Das Bild nimmt den Betrachter mit. Mit in eine bessere, unbeschwertere Zeit. Anno Steffens steht auf dem Olymp in Griechenland, 2917 Meter hoch, der Sitz der Götter. Der Kölner wirkt frei, stark. Er kehrt der Kamera den Rücken zu, die Arme sind weit zur Seite ausgebreitet, so als ob er jeden Moment versuchen wolle wegzufliegen. Drei Jahre ist die Aufnahme alt, es ist die Zeit der Olympischen Spiele in Athen. Heute ist Anno tot, gestorben mit 26 Jahren. An Blutkrebs. Er stirbt am 3. Oktober 2005, das Bild in der Küche von Familie Steffens erinnert an Annos Zeit vor der Krankheit.

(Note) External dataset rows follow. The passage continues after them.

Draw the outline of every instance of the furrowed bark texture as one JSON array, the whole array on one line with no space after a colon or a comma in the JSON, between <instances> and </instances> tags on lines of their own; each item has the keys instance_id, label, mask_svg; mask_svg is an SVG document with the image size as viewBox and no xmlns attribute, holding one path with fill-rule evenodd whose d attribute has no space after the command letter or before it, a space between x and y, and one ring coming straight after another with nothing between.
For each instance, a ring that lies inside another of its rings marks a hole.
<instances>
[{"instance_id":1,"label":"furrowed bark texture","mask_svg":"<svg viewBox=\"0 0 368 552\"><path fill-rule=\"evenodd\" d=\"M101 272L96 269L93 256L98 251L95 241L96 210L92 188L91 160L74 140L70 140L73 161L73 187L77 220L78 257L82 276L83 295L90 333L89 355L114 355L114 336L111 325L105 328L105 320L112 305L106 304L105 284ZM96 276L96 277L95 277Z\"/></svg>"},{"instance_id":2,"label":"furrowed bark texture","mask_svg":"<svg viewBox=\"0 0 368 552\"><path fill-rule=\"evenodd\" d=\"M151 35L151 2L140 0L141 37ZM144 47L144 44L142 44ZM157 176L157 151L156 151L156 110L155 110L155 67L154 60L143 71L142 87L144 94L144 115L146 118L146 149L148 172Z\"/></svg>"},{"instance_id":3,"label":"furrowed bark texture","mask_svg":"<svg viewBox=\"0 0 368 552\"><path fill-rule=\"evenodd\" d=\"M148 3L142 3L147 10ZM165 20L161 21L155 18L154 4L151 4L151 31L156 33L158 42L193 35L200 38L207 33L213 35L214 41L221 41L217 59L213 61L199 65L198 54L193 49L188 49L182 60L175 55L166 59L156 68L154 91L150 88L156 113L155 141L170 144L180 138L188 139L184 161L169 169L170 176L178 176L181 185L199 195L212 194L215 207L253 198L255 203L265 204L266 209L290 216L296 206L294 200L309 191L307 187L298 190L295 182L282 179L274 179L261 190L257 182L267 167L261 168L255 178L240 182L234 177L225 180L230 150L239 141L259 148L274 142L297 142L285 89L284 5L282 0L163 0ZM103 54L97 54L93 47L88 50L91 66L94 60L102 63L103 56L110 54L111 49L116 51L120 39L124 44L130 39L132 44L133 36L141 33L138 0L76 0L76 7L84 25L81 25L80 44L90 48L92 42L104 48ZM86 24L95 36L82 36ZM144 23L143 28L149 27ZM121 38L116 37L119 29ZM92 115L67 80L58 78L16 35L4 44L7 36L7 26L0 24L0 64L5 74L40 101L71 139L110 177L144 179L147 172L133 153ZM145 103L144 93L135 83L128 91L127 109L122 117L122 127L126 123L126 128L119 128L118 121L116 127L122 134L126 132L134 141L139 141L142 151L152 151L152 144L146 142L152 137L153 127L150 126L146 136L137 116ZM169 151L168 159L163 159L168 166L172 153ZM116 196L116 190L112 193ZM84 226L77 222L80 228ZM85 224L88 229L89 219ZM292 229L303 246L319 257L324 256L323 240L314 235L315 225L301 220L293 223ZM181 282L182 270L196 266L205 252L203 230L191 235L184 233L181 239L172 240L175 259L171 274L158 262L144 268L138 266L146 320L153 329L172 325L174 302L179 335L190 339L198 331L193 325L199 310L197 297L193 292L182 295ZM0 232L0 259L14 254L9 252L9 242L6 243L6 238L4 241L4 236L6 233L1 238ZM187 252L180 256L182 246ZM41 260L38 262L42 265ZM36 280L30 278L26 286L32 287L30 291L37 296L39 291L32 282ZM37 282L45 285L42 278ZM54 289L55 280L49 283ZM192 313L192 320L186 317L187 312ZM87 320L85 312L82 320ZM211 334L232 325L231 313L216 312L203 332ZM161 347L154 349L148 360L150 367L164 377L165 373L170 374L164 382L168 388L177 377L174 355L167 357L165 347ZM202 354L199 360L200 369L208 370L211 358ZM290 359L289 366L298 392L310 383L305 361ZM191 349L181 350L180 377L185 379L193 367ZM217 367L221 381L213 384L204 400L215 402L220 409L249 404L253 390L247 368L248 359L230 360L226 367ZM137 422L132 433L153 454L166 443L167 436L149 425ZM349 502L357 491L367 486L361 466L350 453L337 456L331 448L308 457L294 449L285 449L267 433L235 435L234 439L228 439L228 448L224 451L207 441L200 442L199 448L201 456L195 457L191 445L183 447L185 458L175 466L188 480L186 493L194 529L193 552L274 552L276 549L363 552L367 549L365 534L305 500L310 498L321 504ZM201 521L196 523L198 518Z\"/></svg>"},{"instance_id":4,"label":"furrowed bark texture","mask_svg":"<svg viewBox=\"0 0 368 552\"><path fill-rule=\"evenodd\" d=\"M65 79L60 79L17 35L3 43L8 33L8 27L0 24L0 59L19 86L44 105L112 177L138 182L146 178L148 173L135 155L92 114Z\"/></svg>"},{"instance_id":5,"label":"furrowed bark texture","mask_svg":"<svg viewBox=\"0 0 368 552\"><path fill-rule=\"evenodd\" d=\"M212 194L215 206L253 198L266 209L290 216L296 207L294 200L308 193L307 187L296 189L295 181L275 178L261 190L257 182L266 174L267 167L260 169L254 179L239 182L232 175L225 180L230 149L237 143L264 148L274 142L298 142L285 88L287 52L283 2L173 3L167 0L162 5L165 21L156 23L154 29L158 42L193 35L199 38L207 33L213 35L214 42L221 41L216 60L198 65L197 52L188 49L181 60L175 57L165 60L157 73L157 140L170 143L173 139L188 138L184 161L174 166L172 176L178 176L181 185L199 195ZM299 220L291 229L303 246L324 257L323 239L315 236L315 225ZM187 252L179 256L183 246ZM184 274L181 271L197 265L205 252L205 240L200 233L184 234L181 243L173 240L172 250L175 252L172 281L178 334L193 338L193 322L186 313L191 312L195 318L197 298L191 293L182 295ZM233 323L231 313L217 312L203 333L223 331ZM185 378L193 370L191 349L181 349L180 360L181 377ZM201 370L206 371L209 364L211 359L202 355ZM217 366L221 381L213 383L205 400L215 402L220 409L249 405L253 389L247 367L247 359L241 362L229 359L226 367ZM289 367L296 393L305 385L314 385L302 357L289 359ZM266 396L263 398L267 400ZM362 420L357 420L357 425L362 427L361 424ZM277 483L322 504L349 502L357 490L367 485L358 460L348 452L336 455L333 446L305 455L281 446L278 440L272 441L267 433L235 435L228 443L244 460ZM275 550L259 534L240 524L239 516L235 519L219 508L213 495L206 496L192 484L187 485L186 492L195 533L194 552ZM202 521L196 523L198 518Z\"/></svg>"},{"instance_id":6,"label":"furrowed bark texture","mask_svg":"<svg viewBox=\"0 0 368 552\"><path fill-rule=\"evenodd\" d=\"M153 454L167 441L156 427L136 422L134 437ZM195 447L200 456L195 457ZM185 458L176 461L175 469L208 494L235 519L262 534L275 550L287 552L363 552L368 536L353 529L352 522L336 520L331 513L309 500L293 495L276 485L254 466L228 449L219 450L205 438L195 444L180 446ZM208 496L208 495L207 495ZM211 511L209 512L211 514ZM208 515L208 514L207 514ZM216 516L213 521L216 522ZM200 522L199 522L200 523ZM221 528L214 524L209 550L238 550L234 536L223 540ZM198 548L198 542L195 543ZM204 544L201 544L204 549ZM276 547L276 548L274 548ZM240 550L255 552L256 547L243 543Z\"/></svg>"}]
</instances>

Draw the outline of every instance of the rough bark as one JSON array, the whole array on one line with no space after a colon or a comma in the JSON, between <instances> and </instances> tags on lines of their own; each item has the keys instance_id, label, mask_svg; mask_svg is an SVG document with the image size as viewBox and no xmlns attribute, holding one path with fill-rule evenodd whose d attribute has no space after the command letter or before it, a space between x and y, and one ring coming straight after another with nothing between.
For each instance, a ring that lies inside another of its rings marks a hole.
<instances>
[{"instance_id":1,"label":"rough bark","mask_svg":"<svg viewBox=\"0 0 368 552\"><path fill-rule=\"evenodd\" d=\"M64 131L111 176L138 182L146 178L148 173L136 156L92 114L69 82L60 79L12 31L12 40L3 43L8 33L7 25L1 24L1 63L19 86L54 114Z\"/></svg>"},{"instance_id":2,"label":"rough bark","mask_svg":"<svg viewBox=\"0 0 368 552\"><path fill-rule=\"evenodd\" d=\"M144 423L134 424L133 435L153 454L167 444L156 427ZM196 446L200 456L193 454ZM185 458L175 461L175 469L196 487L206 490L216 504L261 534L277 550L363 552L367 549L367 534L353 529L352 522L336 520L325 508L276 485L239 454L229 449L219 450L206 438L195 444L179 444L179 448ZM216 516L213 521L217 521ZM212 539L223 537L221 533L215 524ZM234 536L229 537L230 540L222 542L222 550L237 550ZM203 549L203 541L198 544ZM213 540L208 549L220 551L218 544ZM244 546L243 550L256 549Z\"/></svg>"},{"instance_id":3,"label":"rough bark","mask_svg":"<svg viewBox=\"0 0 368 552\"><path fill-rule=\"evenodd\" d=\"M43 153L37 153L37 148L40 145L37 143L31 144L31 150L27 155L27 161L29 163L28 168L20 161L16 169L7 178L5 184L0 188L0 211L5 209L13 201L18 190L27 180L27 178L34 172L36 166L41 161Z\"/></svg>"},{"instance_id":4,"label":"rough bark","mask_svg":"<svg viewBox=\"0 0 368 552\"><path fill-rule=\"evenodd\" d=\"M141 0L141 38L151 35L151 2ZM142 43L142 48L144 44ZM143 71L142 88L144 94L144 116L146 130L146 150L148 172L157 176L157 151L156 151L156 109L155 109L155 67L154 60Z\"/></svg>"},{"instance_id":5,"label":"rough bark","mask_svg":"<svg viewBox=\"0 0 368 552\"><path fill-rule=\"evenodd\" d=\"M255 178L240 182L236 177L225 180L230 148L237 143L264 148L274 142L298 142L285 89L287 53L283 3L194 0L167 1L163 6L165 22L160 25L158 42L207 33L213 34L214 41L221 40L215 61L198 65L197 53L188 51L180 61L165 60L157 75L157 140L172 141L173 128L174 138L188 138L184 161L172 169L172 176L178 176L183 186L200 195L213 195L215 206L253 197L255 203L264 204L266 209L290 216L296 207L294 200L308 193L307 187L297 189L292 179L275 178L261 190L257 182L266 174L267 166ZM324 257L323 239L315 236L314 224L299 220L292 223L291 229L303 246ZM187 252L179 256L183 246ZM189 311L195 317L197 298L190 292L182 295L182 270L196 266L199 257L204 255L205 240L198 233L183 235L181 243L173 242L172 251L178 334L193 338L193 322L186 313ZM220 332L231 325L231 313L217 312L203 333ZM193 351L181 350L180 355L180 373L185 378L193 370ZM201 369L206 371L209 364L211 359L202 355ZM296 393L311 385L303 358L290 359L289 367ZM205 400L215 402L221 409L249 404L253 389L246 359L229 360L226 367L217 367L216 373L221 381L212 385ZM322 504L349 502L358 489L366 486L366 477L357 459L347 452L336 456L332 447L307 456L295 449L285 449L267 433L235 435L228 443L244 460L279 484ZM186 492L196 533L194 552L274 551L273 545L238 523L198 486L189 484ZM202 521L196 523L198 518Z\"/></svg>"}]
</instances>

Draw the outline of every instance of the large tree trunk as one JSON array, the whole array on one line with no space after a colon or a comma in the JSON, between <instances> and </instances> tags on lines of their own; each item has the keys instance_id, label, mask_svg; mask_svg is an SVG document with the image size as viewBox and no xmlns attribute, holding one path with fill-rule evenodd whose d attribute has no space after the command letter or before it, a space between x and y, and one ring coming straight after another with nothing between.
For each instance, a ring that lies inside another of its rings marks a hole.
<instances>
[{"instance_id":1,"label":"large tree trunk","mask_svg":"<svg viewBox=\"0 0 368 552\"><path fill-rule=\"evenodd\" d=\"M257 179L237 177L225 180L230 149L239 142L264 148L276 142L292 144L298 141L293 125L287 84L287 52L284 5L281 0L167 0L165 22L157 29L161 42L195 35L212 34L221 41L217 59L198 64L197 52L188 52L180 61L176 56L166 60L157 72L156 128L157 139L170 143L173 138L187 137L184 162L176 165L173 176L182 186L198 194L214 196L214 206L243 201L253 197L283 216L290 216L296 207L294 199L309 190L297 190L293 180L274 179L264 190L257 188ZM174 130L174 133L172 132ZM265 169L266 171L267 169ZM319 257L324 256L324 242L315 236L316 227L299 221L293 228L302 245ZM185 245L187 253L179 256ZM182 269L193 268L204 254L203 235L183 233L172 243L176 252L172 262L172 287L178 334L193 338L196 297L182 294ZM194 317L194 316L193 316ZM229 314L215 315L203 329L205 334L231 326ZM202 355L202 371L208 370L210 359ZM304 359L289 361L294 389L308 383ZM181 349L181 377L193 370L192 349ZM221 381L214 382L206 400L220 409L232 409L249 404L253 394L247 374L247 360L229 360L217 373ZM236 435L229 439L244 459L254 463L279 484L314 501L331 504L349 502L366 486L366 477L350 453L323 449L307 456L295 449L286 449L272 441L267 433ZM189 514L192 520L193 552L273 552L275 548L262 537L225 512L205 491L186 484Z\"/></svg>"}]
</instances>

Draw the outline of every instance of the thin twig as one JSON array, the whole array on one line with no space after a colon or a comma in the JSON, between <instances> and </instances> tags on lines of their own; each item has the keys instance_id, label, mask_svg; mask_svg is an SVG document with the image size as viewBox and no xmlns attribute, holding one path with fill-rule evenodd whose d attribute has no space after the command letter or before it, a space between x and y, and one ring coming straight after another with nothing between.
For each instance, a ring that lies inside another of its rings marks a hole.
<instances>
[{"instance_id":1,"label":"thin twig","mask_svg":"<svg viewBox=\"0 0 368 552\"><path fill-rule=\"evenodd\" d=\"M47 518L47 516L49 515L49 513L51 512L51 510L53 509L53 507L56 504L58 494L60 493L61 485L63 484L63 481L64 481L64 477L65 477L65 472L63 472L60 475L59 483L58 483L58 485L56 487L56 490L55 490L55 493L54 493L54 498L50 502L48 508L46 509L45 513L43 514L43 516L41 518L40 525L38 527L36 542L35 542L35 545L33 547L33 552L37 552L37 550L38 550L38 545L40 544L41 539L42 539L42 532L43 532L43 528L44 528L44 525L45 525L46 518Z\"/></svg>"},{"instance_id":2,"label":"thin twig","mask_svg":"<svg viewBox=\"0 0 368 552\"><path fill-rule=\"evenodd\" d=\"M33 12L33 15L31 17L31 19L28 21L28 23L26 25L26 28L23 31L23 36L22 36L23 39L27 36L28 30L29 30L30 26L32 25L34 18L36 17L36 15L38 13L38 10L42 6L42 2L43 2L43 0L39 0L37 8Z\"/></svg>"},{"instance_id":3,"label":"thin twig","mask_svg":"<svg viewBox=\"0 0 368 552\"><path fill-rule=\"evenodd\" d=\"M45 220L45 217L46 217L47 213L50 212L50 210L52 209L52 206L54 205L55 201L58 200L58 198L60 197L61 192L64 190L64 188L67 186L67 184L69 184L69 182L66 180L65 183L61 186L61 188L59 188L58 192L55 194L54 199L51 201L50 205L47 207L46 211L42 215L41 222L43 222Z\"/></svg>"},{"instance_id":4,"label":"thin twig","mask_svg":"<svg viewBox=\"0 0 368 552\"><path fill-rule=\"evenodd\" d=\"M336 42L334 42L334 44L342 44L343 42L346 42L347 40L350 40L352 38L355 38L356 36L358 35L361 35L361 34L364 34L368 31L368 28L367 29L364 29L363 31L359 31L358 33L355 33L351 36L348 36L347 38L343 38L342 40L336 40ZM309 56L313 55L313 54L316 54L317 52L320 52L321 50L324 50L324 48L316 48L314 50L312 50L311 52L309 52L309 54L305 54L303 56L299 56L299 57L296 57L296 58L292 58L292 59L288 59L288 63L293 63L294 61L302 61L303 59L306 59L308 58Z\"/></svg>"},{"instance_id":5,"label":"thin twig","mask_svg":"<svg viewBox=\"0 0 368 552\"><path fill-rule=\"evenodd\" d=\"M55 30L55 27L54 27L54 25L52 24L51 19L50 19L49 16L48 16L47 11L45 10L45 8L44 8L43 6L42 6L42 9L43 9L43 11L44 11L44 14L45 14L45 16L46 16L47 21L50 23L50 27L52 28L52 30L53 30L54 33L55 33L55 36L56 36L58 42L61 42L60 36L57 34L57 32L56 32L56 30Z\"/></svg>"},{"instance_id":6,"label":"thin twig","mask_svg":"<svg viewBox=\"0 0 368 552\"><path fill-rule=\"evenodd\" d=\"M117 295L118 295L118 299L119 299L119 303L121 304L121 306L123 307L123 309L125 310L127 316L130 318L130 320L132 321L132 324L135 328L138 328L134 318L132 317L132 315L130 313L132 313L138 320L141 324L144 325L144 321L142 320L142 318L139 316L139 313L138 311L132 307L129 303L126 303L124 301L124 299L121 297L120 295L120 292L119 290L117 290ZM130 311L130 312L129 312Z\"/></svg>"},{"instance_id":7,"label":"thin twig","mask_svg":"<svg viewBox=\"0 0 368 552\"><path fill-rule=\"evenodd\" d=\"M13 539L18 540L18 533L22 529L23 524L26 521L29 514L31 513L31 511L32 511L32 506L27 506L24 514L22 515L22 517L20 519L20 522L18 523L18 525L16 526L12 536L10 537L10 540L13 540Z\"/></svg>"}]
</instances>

Seine Eltern Lutz und Almuth Steffens mussten danach lernen, mit Annos endgültigem Abschied, dem Tod ihres Kindes zurechtzukommen. Das Ehepaar aus Neuehrenfeld fand einen Weg, dem Verlust zu begegnen. Es schloß sich dem Gesprächskreis der verwaisten Eltern in Köln an, traf dort auf Leidenspartner. Seit diesem Jahr leitet der 70-jährige Lutz Steffens die Gruppe, jeden zweiten Donnerstag helfen sich die Mitglieder, mit ihrem Schicksal umzugehen und es anzunehmen. Es hat sich mittlerweile schon eine Freundschaft zwischen den Teilnehmern entwickelt - das ist wie ein neuer Freundeskreis, ein richtiges Zuhause, sagt Steffens.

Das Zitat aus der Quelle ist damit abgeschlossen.